Percebo que Midnight Gospel é muito mais que isso.
Esta é uma série madura.
A história
A história gira em torno de Clancy que é apresentador de um “espaçocast”, de mesmo nome da série.
Dublado por Trussell, Clancy visita vários mundos através do seu simulador de mundos de segunda mão (apelidado por mim de “xoxotão”) que simboliza nada mais que a volta às origens, o lugar de onde viemos.
Porém estes mundos estão à beira da destruição e o objetivo sempre é entrevistar alguém que habite estes lugares e compreender quem são e o que fazem.
Sintetizando Clancy é um colecionador de histórias, de sapatos descolados e de experiências de morte.
Para uma pergunta ali me foi dada a resposta
O episódio 5 dessa série me foi apresentado por um amigo como a resposta a uma pergunta que eu havia feito a ele:
“Assista uma, duas, três vezes e lá vai achar sua resposta. Ah! E depois assista aos outros episódios com calma e mais de uma vez cada”.
Não somente achei a resposta como achei várias outras respostas para tantas outras questões e continuo achando complementos e direcionamentos toda vez que assisto.
E a cada vez que assisto percebo algo na rica simbologia ou no texto livre de amarras e cheio de desconstruções protagonizado nas percepções do personagem principal e de seus entrevistados.
Clancy/Trussell é o antimestre, é aquele que se abre (e se expõe bravamente) como em uma sessão de terapia aberta ao público, com todas suas fraquezas e cicatrizes expostas.
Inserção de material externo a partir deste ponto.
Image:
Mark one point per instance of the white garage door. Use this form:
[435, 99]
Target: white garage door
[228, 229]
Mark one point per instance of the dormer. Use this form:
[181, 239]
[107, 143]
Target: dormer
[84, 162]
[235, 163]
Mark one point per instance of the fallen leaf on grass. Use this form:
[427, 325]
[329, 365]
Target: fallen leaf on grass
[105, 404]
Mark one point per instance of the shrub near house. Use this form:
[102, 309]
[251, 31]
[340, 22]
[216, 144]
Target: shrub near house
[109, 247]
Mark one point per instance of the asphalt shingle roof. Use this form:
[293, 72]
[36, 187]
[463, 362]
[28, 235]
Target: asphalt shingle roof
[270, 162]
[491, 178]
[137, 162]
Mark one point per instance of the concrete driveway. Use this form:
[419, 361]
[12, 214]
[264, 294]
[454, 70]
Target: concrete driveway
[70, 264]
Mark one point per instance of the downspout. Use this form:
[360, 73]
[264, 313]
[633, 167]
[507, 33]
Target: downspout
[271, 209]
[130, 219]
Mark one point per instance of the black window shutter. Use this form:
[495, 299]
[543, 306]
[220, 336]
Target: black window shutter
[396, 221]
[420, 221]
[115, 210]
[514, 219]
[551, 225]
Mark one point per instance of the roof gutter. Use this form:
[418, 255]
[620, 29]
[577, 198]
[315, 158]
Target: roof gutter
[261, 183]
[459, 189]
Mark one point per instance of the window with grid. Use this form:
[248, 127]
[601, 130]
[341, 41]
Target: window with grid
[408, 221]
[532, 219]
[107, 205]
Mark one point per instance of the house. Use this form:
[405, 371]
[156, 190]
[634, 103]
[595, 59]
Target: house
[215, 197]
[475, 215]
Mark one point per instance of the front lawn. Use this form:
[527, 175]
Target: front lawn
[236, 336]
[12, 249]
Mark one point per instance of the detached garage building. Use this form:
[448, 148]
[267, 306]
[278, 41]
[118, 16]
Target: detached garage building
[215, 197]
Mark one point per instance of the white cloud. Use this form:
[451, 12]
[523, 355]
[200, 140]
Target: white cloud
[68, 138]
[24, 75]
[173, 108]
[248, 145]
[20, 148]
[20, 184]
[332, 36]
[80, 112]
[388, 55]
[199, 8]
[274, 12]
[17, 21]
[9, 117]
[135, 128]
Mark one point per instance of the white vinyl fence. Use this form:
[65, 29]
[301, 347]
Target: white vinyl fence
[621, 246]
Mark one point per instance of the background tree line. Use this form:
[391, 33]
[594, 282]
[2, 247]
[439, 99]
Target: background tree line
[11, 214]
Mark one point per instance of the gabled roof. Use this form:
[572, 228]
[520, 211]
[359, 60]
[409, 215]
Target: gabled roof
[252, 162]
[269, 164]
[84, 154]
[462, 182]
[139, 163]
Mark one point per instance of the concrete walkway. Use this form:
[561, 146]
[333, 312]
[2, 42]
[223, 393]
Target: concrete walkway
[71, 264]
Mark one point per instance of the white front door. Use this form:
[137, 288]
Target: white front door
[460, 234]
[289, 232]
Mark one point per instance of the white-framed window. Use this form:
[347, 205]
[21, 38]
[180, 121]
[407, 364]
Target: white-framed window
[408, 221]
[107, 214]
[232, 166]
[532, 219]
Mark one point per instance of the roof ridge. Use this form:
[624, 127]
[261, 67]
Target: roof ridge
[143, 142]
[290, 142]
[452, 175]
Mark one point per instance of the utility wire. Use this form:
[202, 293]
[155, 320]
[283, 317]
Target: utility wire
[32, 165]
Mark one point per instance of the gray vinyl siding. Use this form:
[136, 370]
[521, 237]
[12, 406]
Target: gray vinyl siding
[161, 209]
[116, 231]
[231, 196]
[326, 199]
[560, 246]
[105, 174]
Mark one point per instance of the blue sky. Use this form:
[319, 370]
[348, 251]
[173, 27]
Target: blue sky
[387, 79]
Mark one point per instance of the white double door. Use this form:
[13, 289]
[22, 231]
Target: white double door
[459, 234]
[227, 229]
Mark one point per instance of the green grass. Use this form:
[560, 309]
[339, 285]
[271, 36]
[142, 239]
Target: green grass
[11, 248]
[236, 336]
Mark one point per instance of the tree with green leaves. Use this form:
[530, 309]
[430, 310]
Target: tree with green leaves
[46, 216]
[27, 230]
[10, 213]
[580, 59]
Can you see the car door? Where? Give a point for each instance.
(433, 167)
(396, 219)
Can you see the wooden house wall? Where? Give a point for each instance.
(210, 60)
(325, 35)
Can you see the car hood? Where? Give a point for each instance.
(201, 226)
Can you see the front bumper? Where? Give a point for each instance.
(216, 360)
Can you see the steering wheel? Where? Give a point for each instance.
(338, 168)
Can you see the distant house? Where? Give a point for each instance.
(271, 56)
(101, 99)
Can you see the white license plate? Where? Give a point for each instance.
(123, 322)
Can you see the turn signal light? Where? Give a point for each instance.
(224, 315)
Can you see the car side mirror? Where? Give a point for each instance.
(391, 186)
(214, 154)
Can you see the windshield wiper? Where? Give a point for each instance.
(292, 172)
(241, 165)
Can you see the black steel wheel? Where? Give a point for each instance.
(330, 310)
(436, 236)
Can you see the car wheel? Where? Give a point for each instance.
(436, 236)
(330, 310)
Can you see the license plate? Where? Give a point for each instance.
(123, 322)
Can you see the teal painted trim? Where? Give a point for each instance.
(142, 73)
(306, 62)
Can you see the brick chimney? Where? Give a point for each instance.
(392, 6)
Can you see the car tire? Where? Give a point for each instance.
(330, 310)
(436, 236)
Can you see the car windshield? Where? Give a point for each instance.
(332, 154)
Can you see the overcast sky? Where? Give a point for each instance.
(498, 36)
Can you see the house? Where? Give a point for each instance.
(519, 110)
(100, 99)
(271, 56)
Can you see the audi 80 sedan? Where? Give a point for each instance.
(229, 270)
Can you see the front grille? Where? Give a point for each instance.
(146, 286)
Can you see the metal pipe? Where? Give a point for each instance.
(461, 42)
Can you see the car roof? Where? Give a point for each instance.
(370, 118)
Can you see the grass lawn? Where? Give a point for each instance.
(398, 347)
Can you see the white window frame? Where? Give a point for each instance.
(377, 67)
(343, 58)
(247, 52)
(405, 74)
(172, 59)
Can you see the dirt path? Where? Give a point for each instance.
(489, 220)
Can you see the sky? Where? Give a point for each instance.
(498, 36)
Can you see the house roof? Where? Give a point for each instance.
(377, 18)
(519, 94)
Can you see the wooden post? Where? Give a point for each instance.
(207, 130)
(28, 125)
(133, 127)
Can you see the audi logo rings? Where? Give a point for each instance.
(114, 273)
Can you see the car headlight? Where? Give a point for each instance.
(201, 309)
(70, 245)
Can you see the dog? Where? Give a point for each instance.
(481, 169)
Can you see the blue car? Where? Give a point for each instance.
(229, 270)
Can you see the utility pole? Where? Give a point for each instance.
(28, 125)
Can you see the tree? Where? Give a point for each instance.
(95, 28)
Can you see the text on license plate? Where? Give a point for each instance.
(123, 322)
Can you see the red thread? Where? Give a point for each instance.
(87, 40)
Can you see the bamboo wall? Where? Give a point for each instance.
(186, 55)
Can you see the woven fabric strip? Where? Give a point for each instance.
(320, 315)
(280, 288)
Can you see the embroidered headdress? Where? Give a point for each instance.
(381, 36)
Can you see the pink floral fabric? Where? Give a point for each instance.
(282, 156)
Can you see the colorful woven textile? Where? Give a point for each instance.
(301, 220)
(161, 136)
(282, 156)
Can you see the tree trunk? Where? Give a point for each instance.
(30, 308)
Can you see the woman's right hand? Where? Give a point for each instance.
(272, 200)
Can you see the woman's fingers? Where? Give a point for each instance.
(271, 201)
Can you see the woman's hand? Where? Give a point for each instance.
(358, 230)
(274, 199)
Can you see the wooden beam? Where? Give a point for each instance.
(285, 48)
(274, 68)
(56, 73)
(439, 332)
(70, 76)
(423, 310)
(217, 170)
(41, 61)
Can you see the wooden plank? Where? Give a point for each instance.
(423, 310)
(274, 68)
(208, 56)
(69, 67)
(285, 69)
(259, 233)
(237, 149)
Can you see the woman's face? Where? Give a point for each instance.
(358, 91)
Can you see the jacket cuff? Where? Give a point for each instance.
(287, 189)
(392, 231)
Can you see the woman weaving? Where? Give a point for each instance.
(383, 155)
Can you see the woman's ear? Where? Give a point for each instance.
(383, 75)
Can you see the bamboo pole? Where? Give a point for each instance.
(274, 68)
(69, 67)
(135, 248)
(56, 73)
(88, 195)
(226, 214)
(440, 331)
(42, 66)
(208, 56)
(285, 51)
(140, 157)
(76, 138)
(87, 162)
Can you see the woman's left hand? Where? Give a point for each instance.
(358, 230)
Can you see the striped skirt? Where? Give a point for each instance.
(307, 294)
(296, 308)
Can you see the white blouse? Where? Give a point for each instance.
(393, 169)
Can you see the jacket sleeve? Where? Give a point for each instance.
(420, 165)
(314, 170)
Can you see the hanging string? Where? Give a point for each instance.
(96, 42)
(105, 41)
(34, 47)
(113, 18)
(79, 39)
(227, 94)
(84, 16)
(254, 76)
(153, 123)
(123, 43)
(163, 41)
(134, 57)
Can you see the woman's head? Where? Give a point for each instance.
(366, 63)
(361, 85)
E chega através de seus entrevistados a conclusão (dentre várias no decorrer da série) de que resistir a dor só aumenta a intensidade e perpetua essa mesma dor.
Afinal ao que se resiste, persiste.
Mas nada ali é aleatório
Num mesmo ambiente colorido e cheio de simbologias vemos o entrevistador se abrir ao entrevistado, entregar suas falhas e vícios de mão beijada, mostrando, compreendendo e aprendendo pelo exemplo seja ele negativo ou positivo.
Clancy/Trussell não se coloca em um pedestal, na verdade ele passa todos os episódios seguindo seus entrevistados viajando de maneira literal e também figurada pelas divagações e devaneios das conversas.
Estas que podem ser conversas espirituais, existenciais e na maioria das vezes em primeira pessoa e mostrando seus exemplos sem medo ou vergonha de se expor.
Clancy questiona a realidade
E assim pavimenta o seu caminho para a sua própria espiritualidade e para isso ele volta a sua origem, ao xoxotão.
O que ao personagem parece uma fuga da sua realidade acaba sempre se tornando mais um passo dado para remodelar e redirecionar seu caminho.
Ele desconstrói as visões que temos da morte e dali cria alternativas que amenizam esta dor que é inevitável, porém amenizada como é demonstrado e sugerido através da aceitação.
Sem spoilers
O apocalipse zumbi no primeiro episódio, assim como o diálogo com a morte no episódio 7 ou no emocionante bate papo de Duncan/Clancy com sua mãe no episódio final nos mostra que se deixar levar e aceitar a dor não faz com que ela seja menos dolorosa e sim que deixemos que seja parte dos ciclos a que todos nós estamos sujeitos.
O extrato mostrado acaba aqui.